Sunday, July 15, 2007

Bob Girard Has Gone Home

Most people may never have heard of him. He wasn't a big-name speaker or denominational executive. He didn't found a megachurch, didn't land in one of the "hot rock" pulpits. He didn't have a radio or tv show. But for many of us who read his two small books back in the 1970s, his words were a breath of fresh air, and had a profound influence on some of us.

Bob Girard was a Wesleyan pastor in Arizona who had the courage to follow God's leading out of "church as usual" and into uncharted territory. He got fed up with programs and began to look for better ways to live as Christians. He found some things out, restructured his congregation for small groups, and eventually they gave their building back to the denomination and operated as a network of house churches. The thing folded later, but their influence lives on. Bob's two books, "Brethren, Hang Loose" and "Brethren, Hang Together," are still being sold on Many of us who got into small group life in churches in the 70s read his books and learned from them; his writing helped us avoid many pitfalls and saved a lot of headaches. He had to learn to let go and trust the Holy Spirit to lead through others, something many pastors never learn at all.

Anyway, many years and additional books later (and for me and my wife, quite a few churches and small groups later), Bob Girard has gone home. He left this life on June 19 of this year. I found out about it almost accidentally, because I clicked on a link to the blog of the writer of an article I had just read. That eventually led me to his obituary, the blog of one of his family members, and a website that has now been started for him. He seems to have quite a legacy: a fairly large family of children and grandchildren and their spouses (looks like quite a few of them are still strong in the faith) and an untold number of spiritual children who follow in his steps today.

Wednesday, July 4, 2007

Going It Alone?

There are some things in the Christian life you can't do alone. You can pray alone, you can sing alone (for some people, that's a plus!) you can read your Bible alone, you can listen to teaching and preaching alone through the modern miracles of radio and recording. But have you ever tried to do the Lord's Supper alone?

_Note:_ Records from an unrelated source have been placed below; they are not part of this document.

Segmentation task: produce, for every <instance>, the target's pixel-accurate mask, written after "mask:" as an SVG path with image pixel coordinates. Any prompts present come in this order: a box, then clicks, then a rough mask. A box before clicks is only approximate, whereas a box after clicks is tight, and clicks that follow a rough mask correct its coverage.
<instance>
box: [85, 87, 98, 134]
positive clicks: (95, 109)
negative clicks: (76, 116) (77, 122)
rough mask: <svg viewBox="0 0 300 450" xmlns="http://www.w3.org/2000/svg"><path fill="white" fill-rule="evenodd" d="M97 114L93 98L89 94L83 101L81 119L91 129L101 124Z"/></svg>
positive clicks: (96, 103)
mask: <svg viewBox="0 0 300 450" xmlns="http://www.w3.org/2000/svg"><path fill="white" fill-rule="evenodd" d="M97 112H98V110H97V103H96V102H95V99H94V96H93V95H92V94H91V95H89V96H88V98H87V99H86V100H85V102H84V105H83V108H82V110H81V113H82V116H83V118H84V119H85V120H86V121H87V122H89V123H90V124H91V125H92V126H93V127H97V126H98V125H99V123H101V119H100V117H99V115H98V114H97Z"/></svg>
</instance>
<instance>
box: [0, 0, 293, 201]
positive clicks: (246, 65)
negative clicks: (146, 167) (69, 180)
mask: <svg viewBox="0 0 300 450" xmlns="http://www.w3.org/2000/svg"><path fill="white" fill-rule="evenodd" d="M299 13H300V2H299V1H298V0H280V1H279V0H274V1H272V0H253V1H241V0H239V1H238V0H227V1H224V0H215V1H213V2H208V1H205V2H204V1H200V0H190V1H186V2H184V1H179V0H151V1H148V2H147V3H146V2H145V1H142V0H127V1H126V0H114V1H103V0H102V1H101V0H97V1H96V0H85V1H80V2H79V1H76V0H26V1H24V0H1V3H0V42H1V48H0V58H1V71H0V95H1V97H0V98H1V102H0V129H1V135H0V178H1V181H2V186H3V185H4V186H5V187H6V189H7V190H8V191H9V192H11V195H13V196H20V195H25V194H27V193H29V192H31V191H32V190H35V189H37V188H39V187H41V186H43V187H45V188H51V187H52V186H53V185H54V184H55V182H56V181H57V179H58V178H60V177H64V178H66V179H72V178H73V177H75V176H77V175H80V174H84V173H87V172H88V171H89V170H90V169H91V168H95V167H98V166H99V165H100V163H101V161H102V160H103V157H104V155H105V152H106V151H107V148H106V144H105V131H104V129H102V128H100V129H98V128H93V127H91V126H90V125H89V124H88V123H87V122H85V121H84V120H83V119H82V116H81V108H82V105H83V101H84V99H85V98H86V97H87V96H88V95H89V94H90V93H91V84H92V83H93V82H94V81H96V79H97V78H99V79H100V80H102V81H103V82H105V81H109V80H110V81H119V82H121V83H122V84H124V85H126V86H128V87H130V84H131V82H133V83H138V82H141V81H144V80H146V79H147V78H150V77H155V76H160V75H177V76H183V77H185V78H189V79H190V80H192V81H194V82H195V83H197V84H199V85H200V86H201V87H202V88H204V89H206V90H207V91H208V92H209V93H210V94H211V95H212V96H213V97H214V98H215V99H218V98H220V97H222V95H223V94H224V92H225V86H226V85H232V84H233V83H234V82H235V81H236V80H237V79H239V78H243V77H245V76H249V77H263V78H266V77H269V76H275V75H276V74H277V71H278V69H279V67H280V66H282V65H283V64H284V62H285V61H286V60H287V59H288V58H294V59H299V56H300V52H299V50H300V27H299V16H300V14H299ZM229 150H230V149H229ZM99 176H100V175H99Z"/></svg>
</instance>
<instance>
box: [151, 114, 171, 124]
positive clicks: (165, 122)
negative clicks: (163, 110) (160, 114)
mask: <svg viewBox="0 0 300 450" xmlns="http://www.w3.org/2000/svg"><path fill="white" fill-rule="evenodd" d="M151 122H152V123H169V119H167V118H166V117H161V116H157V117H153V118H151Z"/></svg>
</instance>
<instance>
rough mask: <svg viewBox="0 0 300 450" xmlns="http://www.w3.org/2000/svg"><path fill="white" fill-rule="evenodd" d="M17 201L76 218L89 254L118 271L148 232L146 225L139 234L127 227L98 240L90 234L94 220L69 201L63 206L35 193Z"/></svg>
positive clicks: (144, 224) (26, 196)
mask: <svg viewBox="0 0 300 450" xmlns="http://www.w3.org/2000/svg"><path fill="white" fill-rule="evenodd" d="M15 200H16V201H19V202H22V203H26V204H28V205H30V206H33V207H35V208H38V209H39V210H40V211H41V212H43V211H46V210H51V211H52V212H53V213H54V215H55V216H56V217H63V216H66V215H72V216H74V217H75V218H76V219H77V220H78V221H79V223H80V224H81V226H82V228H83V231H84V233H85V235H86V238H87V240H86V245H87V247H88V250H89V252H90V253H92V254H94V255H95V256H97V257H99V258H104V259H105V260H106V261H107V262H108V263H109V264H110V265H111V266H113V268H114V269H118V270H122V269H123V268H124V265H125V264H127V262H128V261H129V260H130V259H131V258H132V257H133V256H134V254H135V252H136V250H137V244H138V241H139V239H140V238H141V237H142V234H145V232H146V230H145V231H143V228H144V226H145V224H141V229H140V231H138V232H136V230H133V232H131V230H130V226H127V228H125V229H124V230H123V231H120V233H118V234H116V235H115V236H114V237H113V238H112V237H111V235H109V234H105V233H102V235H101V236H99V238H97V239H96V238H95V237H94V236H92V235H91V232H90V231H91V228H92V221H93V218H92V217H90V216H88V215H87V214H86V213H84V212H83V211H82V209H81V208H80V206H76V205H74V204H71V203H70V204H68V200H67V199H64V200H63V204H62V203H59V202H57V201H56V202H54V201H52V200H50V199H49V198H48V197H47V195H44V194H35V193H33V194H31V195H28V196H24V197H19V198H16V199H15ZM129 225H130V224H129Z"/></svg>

It's pretty lame.

Even the name "Communion" says you can't do it alone. It comes from the same Latin root as the words "common" and "community,' which has its base in the Greek word "koinonia," which means "in common" or "fellowship." It's something you do as a group, not alone.

While I'm on this subject, I'll say a bit about the communion practice at one particular church we were in back in the late 1970s and early '80s. We allowed plenty of time for the Lord's Supper (this was before the church growth experts or the seeker-friendly churches --whoever it was-- decided services shouldn't be longer than an hour or so). We'd sing a song, have a meditation and prayer, and then instead of passing the elements, we went up to get them. A father might get them for his whole family and take them back to the seats. Or the whole family might go up together. Friends might go up together. Occasionally friends who had been at odds during the week would go up together and use the opportunity to make peace and seal it with Communion. People might kneel and pray up front before partaking. And however long it took, the rest of us just went on worshipping. It was very relaxed. And yet very important. And in most of the churches we've been in since, it has always felt rushed, and it seems to me, regarded as less important than the sermon. And that bugs me, because the New Testament in at least one spot uses the language "On the first day of the week, when the disciples met together to break bread...." That sounds to me like their real reason for meeting was not the sermon, but the Lord's Supper. I'm afraid that in most churches the sermon has, implicitly or explicitly, been regarded as the center of the service (many churches only have Communion at all a few times a year) when Biblically it is not central, and may not have been a standard part of the first-century church at all.